At Peterson Winery, they like to keep life interesting. To do so, Fred and Jamie Peterson, a father-son winemaking team, bring the unique characteristics of the vineyards they work to life, including the winery’s estate vineyard on Bradford Mountain, which is visible from the winery’s Dry Creek Road location.

“There are too many boring wines out there—have a personality,” says Fred, who started the winery in 1987. “If a wine doesn’t have something interesting to say, what’s the point?”

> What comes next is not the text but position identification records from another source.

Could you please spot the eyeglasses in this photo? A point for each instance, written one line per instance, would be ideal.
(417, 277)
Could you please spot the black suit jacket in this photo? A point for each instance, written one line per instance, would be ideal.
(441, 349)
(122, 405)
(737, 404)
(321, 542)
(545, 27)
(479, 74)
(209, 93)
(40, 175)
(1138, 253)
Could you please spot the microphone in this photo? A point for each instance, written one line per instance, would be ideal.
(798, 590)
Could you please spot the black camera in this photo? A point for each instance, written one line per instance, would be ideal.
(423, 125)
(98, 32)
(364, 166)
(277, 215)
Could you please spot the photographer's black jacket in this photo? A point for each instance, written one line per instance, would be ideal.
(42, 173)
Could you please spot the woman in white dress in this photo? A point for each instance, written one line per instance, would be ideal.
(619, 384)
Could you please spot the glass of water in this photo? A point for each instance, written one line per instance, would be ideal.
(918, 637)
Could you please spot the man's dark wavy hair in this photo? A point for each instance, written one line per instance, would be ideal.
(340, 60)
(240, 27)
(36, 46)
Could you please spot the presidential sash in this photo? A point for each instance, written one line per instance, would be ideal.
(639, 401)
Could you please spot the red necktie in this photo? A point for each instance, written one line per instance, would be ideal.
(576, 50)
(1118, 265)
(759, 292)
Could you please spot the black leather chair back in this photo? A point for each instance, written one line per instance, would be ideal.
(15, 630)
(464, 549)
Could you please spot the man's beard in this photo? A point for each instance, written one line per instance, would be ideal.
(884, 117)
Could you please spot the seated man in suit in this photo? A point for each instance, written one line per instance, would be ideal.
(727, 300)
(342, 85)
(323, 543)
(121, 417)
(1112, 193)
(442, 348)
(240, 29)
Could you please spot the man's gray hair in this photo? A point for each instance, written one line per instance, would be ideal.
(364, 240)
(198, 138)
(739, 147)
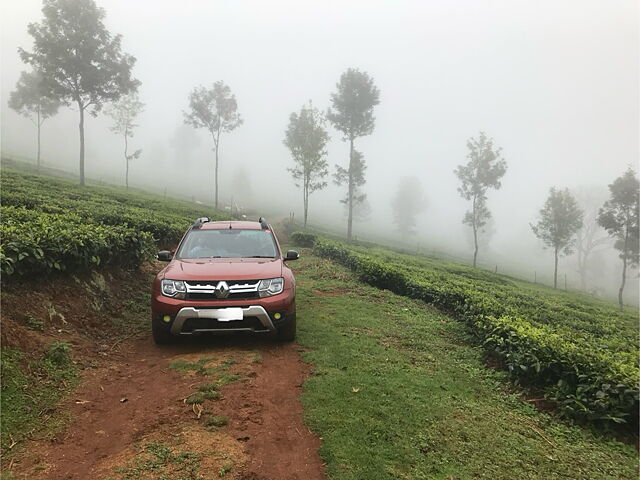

Peterson’s wines develop their own soul with an approach they like to call, “Zero Manipulation.” The light but steadfast approach from Fred and Jamie ensures every sip speaks of a unique place and time. Jamie joined the winery as assistant winemaker in 2002 and runs the cellar. He also helps Fred tend to Peterson Winery’s estate vineyard, where Fred built the family home in 1984. They jointly decide when to pick each harvest. “This is the most important decision a winemaker can make,” Fred says. “You can’t undo it.”

The third member of the team, Fred’s daughter, Emily, runs sales and marketing. “We make small batch wine, so we’re not pushed by marketing dollars,” she says. “It feels good when people come in the door and leave feeling like they’ve discovered something.”

For the first discovery on this day, Emily pours a 2015 Estate Grown Merlot. It has beautiful soft tannins associated with the varietal and is smooth and supple. What makes this taste special is the site. The wine has a savory, herbaceous quality not associated with most Merlots. The well-drained, red-clay soil on Bradford Mountain has a mineral element that produces a distinguishing quality.

Next we taste a 2014 Zinfandel, sourced from West Vineyard in Dry Creek. This wine is fruit forward with flavor notes of blackberry and raspberry. It has more tannin than most Zins, with a sturdy hint of clove and spice. It’s a satisfying drink. That could be because the winegrapes in West Vineyard were planted in 1902, and the history is expressed with each sip.

Emily offers an estate-grown, 2014 Cabernet Sauvignon for the next taste from Bradford Mountain. It has big fruit flavor that bursts onto the palate and the Cabernet finishes with a classic tannin note. The soil from the Peterson Estate once again differentiates this bottle of vino. Sunny days and cool nights produce small and intensely flavored fruit. That, along with the attention to detail with this small-batch wine, makes for a Cabernet to remember.

For the final taste of Peterson Wine on this day, we try a 2011 Syrah. While not as popular a varietal as Cabernet, this vintage has plenty to offer. Fantastically concentrated and enjoyable upon first sip, there’s hidden flavor to be found. A swirl of the glass followed by a deliberate taste revealed rich and smoky elements as well as an earthy, black cherry note. Though this phenomenon is specific to some varietals such as Syrah, a small batch of wine has more life than a mass-produced effort, according to Emily, and with it, more soul. The flavor is well worth the extra effort, which only added to the experience.

Peterson Winery was in the midst of harvest during this visit, and after our tastes, Emily explained the mood. “You never know until its here. It’s so much anticipation. You only get one shot.” She talked of 2011, when the wait for ripe grapes seemingly took forever, and of 2017 when a heat spike on Labor Day along with crew shortages took its toll. But somehow, Peterson Winery produces vintage after vintage of wine that personifies its place of origin—and every bottle has something interesting to say.